Not long after Mount St Helens blew its top on May 18, 1980 I was contacted by Fish and Game.

(A quick aside: my “serval son” Deaken had just turned a year old two days earlier. We were at Ocean Shores in a tent on vacation when the mountain blew, and Deaken knew it immediately. He became a nervous wreck; we humans found out less than an hour later what had happened and headed home in the direction of the blast. Deaken thought that was insane and rubbed his nose raw on the cage trying to get out—the only time in his life he ever objected to being transported.)

The Fish and Game agent said he knew of a veterinarian in Cougar, Washington who was presently holding two very young, spotted male fawns orphaned by the eruption. He wondered if I would be willing to take them in and raise them until they were old enough to forage on their own and then release them to the wild.  I quickly fenced in about a quarter acre of our woodland area with chicken wire, prepared Deaken’s outdoor pen for two fawns, and said, “Yes, of course!”

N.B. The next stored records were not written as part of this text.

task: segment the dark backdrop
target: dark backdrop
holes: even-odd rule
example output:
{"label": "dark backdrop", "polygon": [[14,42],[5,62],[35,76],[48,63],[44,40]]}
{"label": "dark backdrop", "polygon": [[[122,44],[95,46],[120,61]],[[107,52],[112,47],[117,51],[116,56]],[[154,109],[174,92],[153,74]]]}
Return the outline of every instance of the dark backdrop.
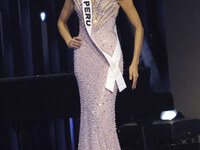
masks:
{"label": "dark backdrop", "polygon": [[175,107],[200,118],[200,1],[165,0],[164,8]]}
{"label": "dark backdrop", "polygon": [[[162,2],[134,0],[145,29],[140,65],[152,68],[153,89],[169,91]],[[0,0],[1,79],[73,72],[73,49],[66,46],[57,29],[57,20],[63,4],[64,0]],[[47,14],[45,23],[48,38],[45,40],[48,40],[48,55],[43,55],[41,11]],[[76,13],[70,17],[68,24],[72,36],[77,35]],[[134,29],[121,9],[117,27],[124,55],[124,67],[128,68],[133,57]],[[75,149],[78,132],[76,130],[74,133],[73,127],[77,129],[78,125],[78,119],[72,118],[29,122],[24,125],[21,133],[24,149]],[[75,141],[69,133],[72,137],[73,134],[76,135]],[[14,127],[0,124],[0,139],[0,149],[9,149],[7,143],[10,143],[12,149],[18,149],[17,131]]]}

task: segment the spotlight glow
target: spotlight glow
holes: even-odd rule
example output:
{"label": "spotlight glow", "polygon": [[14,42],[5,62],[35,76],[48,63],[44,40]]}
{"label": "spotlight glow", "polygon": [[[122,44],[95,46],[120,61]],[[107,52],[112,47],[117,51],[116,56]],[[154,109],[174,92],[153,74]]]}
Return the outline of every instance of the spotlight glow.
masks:
{"label": "spotlight glow", "polygon": [[162,120],[172,120],[176,117],[177,111],[176,110],[168,110],[168,111],[163,111],[160,115],[160,118]]}
{"label": "spotlight glow", "polygon": [[46,13],[45,13],[45,12],[41,12],[41,13],[40,13],[40,19],[41,19],[42,21],[45,21],[45,19],[46,19]]}

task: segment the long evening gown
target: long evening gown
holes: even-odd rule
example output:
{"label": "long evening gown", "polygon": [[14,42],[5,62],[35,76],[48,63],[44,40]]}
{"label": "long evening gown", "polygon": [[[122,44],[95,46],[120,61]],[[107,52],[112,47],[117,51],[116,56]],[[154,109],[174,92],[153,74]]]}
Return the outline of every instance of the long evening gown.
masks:
{"label": "long evening gown", "polygon": [[[109,64],[91,42],[84,26],[81,0],[73,0],[79,18],[81,47],[74,49],[74,73],[79,87],[81,114],[78,150],[121,150],[115,120],[114,91],[105,88]],[[114,32],[119,5],[115,0],[95,0],[92,5],[91,36],[110,56],[113,55],[118,35]],[[123,55],[119,62],[123,72]]]}

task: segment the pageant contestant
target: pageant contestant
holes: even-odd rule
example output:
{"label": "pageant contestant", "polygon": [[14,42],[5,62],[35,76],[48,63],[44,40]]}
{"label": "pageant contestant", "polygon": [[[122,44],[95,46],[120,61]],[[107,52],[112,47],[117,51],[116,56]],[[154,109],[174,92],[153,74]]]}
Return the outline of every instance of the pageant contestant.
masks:
{"label": "pageant contestant", "polygon": [[[66,0],[58,20],[60,34],[68,47],[74,48],[81,103],[78,150],[121,150],[115,123],[117,90],[126,88],[115,25],[120,6],[135,28],[129,66],[134,89],[144,31],[132,0]],[[79,35],[71,37],[67,21],[74,10],[79,18]]]}

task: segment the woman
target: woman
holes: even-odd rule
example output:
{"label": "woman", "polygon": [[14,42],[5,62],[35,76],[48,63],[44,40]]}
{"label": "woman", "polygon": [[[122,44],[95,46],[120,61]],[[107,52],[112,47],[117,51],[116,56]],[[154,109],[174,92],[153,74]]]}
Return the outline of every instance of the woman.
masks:
{"label": "woman", "polygon": [[[129,79],[135,89],[144,31],[132,0],[66,0],[58,20],[60,34],[68,47],[74,48],[81,102],[78,150],[120,150],[115,99],[117,90],[126,88],[115,28],[120,6],[135,28],[134,55],[129,66]],[[71,37],[67,21],[74,10],[79,18],[79,35]]]}

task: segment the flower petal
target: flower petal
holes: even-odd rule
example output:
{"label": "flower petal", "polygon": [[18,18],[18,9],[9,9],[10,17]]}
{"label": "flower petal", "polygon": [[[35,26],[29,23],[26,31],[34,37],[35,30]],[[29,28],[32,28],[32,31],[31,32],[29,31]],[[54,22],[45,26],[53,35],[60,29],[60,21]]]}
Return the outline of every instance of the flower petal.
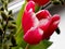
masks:
{"label": "flower petal", "polygon": [[24,28],[24,34],[30,29],[30,27],[35,26],[37,27],[39,25],[39,21],[36,17],[35,13],[32,12],[32,9],[30,9],[28,12],[25,11],[22,20],[22,26]]}
{"label": "flower petal", "polygon": [[50,20],[50,26],[44,32],[43,39],[50,37],[53,34],[53,32],[57,28],[58,23],[60,23],[60,15],[55,14]]}
{"label": "flower petal", "polygon": [[38,13],[36,13],[36,16],[41,20],[41,19],[49,19],[51,14],[49,13],[48,10],[40,10]]}
{"label": "flower petal", "polygon": [[[27,0],[30,1],[30,0]],[[50,0],[32,0],[34,2],[36,2],[38,5],[44,5],[47,4]]]}
{"label": "flower petal", "polygon": [[29,11],[30,9],[32,9],[32,11],[35,12],[35,2],[34,1],[29,1],[26,5],[27,11]]}
{"label": "flower petal", "polygon": [[25,35],[24,40],[30,45],[37,45],[42,39],[43,30],[40,28],[31,27]]}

I did everything I could think of to keep these two creatures wild (as in, wary of human beings), who I had named Harry and Jerry sight unseen: Harry after the man who lost his life at Spirit Lodge during the eruption and Jerry because Jerry rhymes with Harry, and they were twins, so why not? (Alas, Jerry became Jennifer upon arrival when I noticed that “he” was a “she”!)

Wearing gloves to eliminate my human scent as much as I could, I fed the spotted babies bottles of milk replacer  and then left them, and later on fed them feed and left them, praying they would remain wild and unattached to humans, until it became perfectly obvious to me that they had bonded with me anyway. By the time they lost their spots, I had been identified as “The One Who Brings Us Sustenance” so they began to cry out whenever I approached them.

Kris and Mt St Helens Orphaned Fawns

I had wanted to keep them from identifying humans as good guys because I knew what Fish and Game wanted them for: for hunters to shoot at later in their lives. I had learned my lesson with Tammy the irrigation canal fawn: I didn’t want the same fate to befall Harry and Jennifer.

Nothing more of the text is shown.